Second, the dataset used in this study consisted of students from all the countries who took the eTIMSS 2019 PSI booklets. While this approach provided further insights into booklet effects occurring for all students, there may be country-specific differences that could be analyzed within each country’s context. Student motivation, engagement, and exposure to PSI-like items could vary widely in different countries, in addition to the level of ability. As eTIMSS is a low-stakes assessment, the results from this study may not apply to high-stakes assessments, where speed and ability may be more tightly related. As pointed out by Ong et al. [
12], results from position effect studies that incorporate examinee variables (e.g., gender, effort, anxiety) tended to vary depending on the features of the testing context (e.g., content, format, and stakes associated with the test). More research is thus needed to reveal how different groups of students may be impacted by position effects in different testing contexts.
Digital assessments incorporating elements of authentic assessment (e.g., scenario-based assessment) and interactive item types are increasingly used to evaluate students’ learning. As such, contextual item blocks resembling those seen in the PSI assessment may increasingly replace the typical discrete items that are used in mathematics and science assessments. This study showed that students tended to spend more time and perform better on item blocks when they were placed earlier in a test session. Test developers should be mindful of the potential effects of different orderings of item blocks on students’ test-taking process. In practice, the relative difficulty of item blocks and position effects due to blocks appearing earlier or later in a test session should be considered when assembling multiple test forms.

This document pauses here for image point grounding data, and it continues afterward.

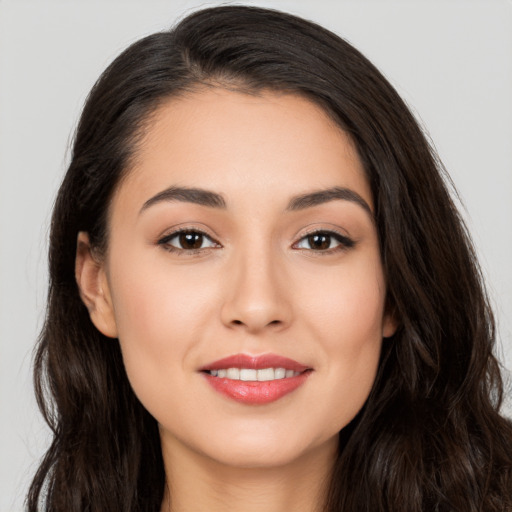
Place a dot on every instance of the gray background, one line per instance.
(451, 60)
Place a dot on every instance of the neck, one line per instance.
(195, 482)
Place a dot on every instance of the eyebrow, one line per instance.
(187, 195)
(214, 200)
(324, 196)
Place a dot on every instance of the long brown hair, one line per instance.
(430, 436)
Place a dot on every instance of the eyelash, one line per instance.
(343, 241)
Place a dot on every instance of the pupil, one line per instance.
(191, 240)
(319, 241)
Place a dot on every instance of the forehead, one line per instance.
(273, 144)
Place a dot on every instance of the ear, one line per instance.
(94, 288)
(390, 321)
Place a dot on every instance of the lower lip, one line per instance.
(255, 392)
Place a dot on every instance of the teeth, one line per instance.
(266, 374)
(246, 374)
(249, 374)
(280, 373)
(233, 373)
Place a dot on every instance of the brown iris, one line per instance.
(319, 241)
(191, 240)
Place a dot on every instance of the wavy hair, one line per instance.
(430, 436)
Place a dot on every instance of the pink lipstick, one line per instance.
(255, 379)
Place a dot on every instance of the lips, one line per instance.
(255, 379)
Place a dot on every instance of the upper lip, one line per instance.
(258, 362)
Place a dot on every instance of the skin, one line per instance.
(255, 286)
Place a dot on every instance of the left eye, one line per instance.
(188, 240)
(323, 241)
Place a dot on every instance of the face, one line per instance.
(244, 231)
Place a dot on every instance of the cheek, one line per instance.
(347, 320)
(159, 312)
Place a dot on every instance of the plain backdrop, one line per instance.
(451, 61)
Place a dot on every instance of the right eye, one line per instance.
(187, 241)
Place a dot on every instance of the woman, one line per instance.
(261, 293)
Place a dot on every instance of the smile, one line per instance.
(255, 380)
(250, 374)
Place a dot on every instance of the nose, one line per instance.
(257, 296)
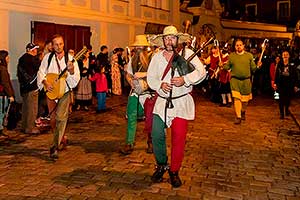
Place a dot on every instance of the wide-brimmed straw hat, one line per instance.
(157, 40)
(140, 41)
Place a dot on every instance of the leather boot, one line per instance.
(237, 120)
(174, 179)
(160, 170)
(53, 153)
(127, 149)
(243, 116)
(150, 147)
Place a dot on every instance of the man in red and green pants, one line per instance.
(166, 82)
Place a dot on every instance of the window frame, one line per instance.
(278, 9)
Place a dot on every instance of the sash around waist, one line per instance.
(240, 78)
(177, 97)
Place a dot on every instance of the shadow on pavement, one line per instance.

In the PSI section of eTIMSS 2019, each task consists of a set of items that follow a narrative or theme surrounding a real-life context. Even though the items themselves are independent of each other [
3], students’ response and response time patterns could still be related to the specific tasks. Our findings suggested that in this context, response time patterns could be task specific. More research could be carried out to examine these patterns within a task and between tasks, alongside item-specific features such as the inclusion of interactive elements, to provide insights into students’ use of time and performance in such innovative digital assessments. Future research could also examine position effects alongside item-specific and examinee-specific features to better inform test development. In this study, we analyzed data from all the countries that participated in the PSI assessment. A future study could explore country-level variations in the observed position effects and their underlying causes. Lastly, it is also worthwhile to explore how speed could be better modeled using response time data, and how the response time could be better captured in digital assessments, which may allow researchers to draw a link between ability and speed in this context.